- Original language: English
- Written by: Mona Brand
- Subject: Malayan Emergency
- Genre: drama

Premiere
- Date: November 1952
- Place: Unity Theatre, London

= Strangers in the Land (play) =

Anti-colonial play about British Malaya

Strangers in the Land (1952) was a theatrical play written by Australian playwright Mona Brand, and first performed in Britain for the Unity Theatre. The play was a form of protest against the British occupation of during the Malayan Emergency, and heavily influenced by the Daily Worker's sympathetic coverage of the Malayan National Liberation Army (MNLA).

The play was first performed for two months at the Unity Theatre, beginning in November 1952.

==Background==
Brand wrote the play in response to a BBC transmission about the Malayan Emergency along with the release of the film The Planter's Wife.

== Premise ==
The plot follows a woman called Christine who visits British Malaya to visit her fiancé, only to suffer a mental breakdown when learning of the atrocities committed by British forces. She then hears of atrocities committed against civilians by British forces, including the decapitation of heads, forced internment, restrictions on food, and the destruction of villages.

The entirety of the play takes place within the fiancé's house, with the story being told in the form of discussions and stories being shared in conversations between characters.

== Censorship by the Lord Chamberlain ==
In the UK during this time period the Lord Chamberlain, a title within the Royal Households of the United Kingdom, had the power to ban theatrical productions from commercial stages. However the Unity Theatre circumvented these restrictions to registered members of the theatre, therefore being classified as "private" showings and not commercial.
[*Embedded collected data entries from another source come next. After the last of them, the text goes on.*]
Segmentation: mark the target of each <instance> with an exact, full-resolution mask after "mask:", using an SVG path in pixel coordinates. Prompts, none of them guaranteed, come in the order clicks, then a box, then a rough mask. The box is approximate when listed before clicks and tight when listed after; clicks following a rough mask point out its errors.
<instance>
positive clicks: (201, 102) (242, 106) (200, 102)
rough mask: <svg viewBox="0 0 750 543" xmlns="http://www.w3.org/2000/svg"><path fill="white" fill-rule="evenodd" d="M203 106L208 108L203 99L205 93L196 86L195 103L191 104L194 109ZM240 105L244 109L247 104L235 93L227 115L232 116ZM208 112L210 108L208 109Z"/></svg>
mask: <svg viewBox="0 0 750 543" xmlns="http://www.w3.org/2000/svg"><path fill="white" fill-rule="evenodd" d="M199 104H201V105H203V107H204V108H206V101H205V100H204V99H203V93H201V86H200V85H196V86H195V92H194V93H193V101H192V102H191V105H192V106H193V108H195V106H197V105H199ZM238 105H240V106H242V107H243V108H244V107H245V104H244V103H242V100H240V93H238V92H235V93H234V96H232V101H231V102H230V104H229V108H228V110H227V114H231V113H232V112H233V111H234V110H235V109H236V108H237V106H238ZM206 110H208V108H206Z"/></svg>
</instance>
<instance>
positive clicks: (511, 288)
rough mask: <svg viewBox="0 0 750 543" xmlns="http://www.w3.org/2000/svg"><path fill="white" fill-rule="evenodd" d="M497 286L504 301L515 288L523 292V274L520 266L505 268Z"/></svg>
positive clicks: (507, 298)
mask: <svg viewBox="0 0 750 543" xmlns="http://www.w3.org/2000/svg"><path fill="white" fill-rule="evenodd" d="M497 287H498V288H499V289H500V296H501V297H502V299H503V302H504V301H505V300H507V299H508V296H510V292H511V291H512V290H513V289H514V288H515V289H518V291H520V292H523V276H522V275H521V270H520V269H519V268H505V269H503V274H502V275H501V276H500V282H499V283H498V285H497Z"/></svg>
== Overseas performances and translations ==
Strangers in the Land was reproduced in the Australian cities of both Melbourne and Sydney in 1953 following Mona Brand's return to Australia.

The play was performed at the New Theatre in Sydney in 1953.

The play was also performed in the Soviet Union, Czechoslovakia, India, and East Germany.

It was translated into Chinese in 1957 and translated into both Latvian and Russian in 1961.